Giovedì 9 Aprile 2026

Nella giornata di giovedì, interverrò all’inaugurazione della nuova sede del Circolo PD di Rignano Flaminio, un momento significativo di incontro e partecipazione per la comunità locale.

L’appuntamento è fissato alle ore 18:00 in Via Roma 30.

L’apertura della sede rappresenta un passaggio importante nel percorso di radicamento e presenza sul territorio, a seguito delle recenti iniziative politiche dedicate ai temi della partecipazione e delle riforme, tra cui il convegno svoltosi a metà marzo 2026. All’inaugurazione prenderanno parte esponenti locali e regionali del Partito Democratico.

Venerdì 10 aprile 2026

Sarò presente al presidio per il diritto allo studio che si terrà a Roma venerdì 10 aprile alle ore 14:00, in Piazza Oderico da Pordenone, davanti alla sede della Regione Lazio.

Si tratta di un momento importante di mobilitazione e confronto, promosso per richiamare l’attenzione su una questione ancora irrisolta: la mancata copertura di tutte le borse di studio. Nonostante lo scorrimento delle graduatorie, migliaia di studenti e studentesse idonei risultano ancora privi di finanziamento.

L’iniziativa, promossa dai sindacati universitari e rilanciata dai Giovani Democratici di Roma, intende portare all’attenzione delle istituzioni la necessità di garantire una copertura totale per tutti gli idonei e di rendere effettivo il diritto allo studio.

In un contesto che gli studenti definiscono ancora critico, segnato da ritardi e da una carenza di risorse, il presidio rappresenta una richiesta chiara: risposte certe sullo scorrimento delle graduatorie e un impegno concreto affinché il diritto allo studio sia pienamente garantito.

A seguire, prenderò parte all’iniziativa “Non dimenticare un solo nome. Il sudario in cammino per la pace e la giustizia”, che si terrà a Roma alle ore 17.

Il corteo partirà dal giardino di Piazza Vittorio (ingresso Via Carlo Alberto) e si concluderà a piazzale del Verano, accompagnando un sudario lungo 25 metri e largo 7, recante i nomi, uno per uno, di 18.457 bambine e bambini uccisi a Gaza.

Dopo le tappe di Udine, Padova, Bologna e Firenze, l’iniziativa arriva nella capitale grazie al Collettivo Carnia per la Pace, che ha realizzato il sudario. Donne e uomini impegnati per il bene comune e per la pace lo porteranno attraverso le strade della città, per affermare con forza la volontà di non dimenticare e per richiamare l’attenzione su una tragedia ancora in corso.

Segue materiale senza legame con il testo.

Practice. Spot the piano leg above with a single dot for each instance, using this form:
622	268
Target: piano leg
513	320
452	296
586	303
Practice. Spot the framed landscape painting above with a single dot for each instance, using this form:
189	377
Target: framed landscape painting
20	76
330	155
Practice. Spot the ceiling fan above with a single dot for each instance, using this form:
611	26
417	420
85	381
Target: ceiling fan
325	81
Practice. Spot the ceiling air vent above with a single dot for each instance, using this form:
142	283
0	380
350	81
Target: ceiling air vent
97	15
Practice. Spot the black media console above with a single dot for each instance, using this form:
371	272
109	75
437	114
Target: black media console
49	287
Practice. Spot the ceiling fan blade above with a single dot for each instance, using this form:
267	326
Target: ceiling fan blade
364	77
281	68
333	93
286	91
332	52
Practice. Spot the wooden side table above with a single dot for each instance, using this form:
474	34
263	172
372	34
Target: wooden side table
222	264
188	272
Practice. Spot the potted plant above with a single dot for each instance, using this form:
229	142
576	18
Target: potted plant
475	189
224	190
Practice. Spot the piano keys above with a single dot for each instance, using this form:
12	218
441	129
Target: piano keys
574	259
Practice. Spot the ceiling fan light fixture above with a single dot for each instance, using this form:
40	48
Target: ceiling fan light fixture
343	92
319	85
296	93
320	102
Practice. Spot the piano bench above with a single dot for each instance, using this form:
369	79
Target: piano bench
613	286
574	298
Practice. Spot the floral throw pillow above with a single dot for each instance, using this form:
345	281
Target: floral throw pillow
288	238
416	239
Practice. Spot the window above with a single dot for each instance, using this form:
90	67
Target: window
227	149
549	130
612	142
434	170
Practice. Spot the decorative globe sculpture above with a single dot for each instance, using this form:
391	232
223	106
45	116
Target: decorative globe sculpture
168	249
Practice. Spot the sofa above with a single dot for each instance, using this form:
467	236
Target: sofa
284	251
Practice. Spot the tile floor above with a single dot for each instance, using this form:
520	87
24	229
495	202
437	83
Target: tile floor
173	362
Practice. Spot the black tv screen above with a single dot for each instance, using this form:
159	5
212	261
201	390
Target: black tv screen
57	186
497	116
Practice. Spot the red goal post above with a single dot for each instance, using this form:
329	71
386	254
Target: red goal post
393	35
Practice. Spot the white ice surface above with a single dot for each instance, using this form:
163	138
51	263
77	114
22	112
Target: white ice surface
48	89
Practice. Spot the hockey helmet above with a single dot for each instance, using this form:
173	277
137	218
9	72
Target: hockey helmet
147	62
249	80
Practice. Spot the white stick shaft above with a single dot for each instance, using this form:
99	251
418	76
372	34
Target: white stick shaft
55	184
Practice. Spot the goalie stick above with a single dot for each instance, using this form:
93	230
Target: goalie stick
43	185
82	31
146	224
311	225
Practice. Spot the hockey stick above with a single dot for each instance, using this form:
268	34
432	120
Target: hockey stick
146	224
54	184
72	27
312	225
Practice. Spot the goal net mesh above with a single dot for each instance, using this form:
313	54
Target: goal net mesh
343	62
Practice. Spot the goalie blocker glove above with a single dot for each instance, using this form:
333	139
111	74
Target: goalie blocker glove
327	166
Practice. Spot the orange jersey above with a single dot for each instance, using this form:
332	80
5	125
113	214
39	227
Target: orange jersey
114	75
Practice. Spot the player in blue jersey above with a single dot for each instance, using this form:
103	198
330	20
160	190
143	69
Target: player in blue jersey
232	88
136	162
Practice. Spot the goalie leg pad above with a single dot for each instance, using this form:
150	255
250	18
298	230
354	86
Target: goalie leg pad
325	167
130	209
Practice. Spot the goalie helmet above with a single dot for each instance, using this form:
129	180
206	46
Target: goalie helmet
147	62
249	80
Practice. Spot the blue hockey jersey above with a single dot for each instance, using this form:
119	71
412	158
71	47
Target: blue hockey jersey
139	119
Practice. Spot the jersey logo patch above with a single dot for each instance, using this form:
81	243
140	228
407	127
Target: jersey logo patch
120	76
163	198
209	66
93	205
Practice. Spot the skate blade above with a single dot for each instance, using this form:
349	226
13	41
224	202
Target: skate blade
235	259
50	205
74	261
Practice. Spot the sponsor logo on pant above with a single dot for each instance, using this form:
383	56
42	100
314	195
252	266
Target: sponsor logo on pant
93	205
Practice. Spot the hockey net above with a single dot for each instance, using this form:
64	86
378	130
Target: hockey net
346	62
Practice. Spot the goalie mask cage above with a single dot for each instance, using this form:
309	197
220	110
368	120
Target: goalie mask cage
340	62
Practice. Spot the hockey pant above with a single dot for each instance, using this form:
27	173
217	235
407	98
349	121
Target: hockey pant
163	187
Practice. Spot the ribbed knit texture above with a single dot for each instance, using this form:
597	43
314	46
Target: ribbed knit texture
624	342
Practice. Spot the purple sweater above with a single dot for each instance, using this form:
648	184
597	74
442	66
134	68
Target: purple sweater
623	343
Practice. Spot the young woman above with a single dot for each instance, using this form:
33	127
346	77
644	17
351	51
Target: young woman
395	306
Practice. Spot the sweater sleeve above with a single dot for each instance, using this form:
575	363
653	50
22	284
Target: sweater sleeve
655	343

In un contesto segnato da violenze, privazioni e gravi difficoltà umanitarie, l’iniziativa intende ribadire l’urgenza di pace e giustizia, e la necessità di tenere viva la memoria e la coscienza collettiva.

Tra i promotori, oltre al Collettivo Carnia per la Pace, il Comitato Piazza Vittorio Partecipata, Donne in Ascolto di San Lorenzo e Ultimo Giorno di Gaza, con l’adesione, tra gli altri, di Urban Experience, che ha contribuito anche alla co-progettazione dell’evento.

Sabato 11 aprile 2026

Interverrò all’incontro pubblico dal titolo “Politiche di genere. Il ruolo dell’ente locale per il contrasto alle discriminazioni”, in programma alle ore 17:30.

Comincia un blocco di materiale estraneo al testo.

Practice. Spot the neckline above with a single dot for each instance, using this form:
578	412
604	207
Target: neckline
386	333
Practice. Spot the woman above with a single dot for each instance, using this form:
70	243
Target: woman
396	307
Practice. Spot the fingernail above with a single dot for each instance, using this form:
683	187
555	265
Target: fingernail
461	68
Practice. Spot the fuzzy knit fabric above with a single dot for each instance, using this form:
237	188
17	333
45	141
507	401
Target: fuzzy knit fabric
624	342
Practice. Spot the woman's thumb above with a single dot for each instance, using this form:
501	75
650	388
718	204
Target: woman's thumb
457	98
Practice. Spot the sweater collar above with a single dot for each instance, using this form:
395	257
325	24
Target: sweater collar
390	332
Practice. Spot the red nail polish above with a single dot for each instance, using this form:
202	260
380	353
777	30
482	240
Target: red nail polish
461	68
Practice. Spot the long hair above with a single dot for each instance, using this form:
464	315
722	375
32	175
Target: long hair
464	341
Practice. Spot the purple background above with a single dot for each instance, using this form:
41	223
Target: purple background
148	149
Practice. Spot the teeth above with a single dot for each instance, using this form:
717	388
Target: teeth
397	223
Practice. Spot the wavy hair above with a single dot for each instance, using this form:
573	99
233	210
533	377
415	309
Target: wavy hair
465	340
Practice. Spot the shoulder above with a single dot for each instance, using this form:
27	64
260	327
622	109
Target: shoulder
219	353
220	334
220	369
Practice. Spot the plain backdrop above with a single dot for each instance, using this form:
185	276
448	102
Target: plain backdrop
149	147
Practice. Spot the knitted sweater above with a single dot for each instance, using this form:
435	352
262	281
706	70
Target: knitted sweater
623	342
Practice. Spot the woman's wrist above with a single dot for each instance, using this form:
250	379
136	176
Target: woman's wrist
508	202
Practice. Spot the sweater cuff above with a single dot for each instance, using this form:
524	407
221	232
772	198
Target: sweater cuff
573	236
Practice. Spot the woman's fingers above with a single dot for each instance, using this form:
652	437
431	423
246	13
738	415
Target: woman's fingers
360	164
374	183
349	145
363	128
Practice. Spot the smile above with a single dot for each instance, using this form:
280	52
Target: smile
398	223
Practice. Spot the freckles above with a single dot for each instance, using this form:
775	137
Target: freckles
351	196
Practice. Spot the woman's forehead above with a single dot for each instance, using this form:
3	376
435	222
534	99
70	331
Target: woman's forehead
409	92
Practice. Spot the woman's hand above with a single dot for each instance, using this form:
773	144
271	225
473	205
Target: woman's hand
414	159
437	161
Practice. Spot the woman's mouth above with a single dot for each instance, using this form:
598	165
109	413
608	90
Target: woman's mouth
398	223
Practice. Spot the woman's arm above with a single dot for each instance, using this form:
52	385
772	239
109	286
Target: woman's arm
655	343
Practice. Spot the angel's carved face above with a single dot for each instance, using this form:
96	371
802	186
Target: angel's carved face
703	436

L’appuntamento si terrà ad Anguillara Sabazia e sarà un’importante occasione di confronto sul ruolo dei Comuni nelle politiche di contrasto alle discriminazioni di genere, sulle risorse disponibili per sostenere interventi a favore delle donne e sulle azioni di sensibilizzazione ed educazione sessuo-affettiva da promuovere sui territori.

Nel corso dell’iniziativa si affronteranno questioni centrali per le comunità locali: come rafforzare le politiche di pari opportunità, come garantire strumenti concreti di supporto e come costruire percorsi culturali e educativi capaci di prevenire le discriminazioni.

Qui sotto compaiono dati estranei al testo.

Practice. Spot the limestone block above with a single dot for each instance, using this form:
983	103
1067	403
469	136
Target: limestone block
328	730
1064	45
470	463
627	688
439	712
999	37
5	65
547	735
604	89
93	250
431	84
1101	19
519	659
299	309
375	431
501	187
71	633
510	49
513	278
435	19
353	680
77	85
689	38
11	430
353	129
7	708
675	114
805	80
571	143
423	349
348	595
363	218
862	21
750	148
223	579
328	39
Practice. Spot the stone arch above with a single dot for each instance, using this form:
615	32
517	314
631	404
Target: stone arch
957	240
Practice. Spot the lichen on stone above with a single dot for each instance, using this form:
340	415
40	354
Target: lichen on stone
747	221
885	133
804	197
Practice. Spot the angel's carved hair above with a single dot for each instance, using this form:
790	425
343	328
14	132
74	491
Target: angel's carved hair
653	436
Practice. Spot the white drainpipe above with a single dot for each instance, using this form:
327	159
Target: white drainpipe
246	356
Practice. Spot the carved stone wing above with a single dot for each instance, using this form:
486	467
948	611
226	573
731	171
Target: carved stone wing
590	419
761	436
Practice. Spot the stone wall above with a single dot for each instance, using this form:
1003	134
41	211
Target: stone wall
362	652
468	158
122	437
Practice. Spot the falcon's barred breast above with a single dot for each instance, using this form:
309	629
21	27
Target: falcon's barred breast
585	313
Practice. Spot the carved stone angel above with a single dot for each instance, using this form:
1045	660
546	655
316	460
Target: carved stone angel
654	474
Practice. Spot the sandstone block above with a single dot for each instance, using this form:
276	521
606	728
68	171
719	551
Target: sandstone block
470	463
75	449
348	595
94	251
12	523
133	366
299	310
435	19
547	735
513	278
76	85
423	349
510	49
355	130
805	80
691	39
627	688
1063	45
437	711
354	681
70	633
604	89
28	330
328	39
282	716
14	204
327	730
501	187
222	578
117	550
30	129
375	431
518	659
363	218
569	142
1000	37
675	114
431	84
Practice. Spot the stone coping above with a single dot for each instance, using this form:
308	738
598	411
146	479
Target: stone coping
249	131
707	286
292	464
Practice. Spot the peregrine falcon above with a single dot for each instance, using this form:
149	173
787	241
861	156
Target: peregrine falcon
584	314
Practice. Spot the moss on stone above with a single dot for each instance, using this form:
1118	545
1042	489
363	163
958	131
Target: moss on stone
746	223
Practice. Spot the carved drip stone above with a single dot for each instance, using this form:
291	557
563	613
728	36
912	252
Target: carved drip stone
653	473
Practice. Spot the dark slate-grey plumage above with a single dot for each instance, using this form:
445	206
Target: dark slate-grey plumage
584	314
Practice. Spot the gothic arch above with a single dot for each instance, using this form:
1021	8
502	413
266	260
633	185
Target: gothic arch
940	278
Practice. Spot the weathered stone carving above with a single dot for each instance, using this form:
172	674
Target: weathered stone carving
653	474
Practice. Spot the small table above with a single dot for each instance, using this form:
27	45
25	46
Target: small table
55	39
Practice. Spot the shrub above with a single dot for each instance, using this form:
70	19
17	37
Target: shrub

Insieme a me interverranno anche:
Leda Catarci – Consigliera comunale di minoranza di Anguillara
Marilena Grassadonia – Segreteria nazionale Sinistra Italiana
Alessandra Zeppieri – Consigliera regionale AVS
Giulia Sala – Presidente del Consiglio comunale di Bracciano

e le conclusioni di Alberto Civica – candidato Sindaco

L’incontro si propone come uno spazio di dialogo e proposta aperto alla cittadinanza.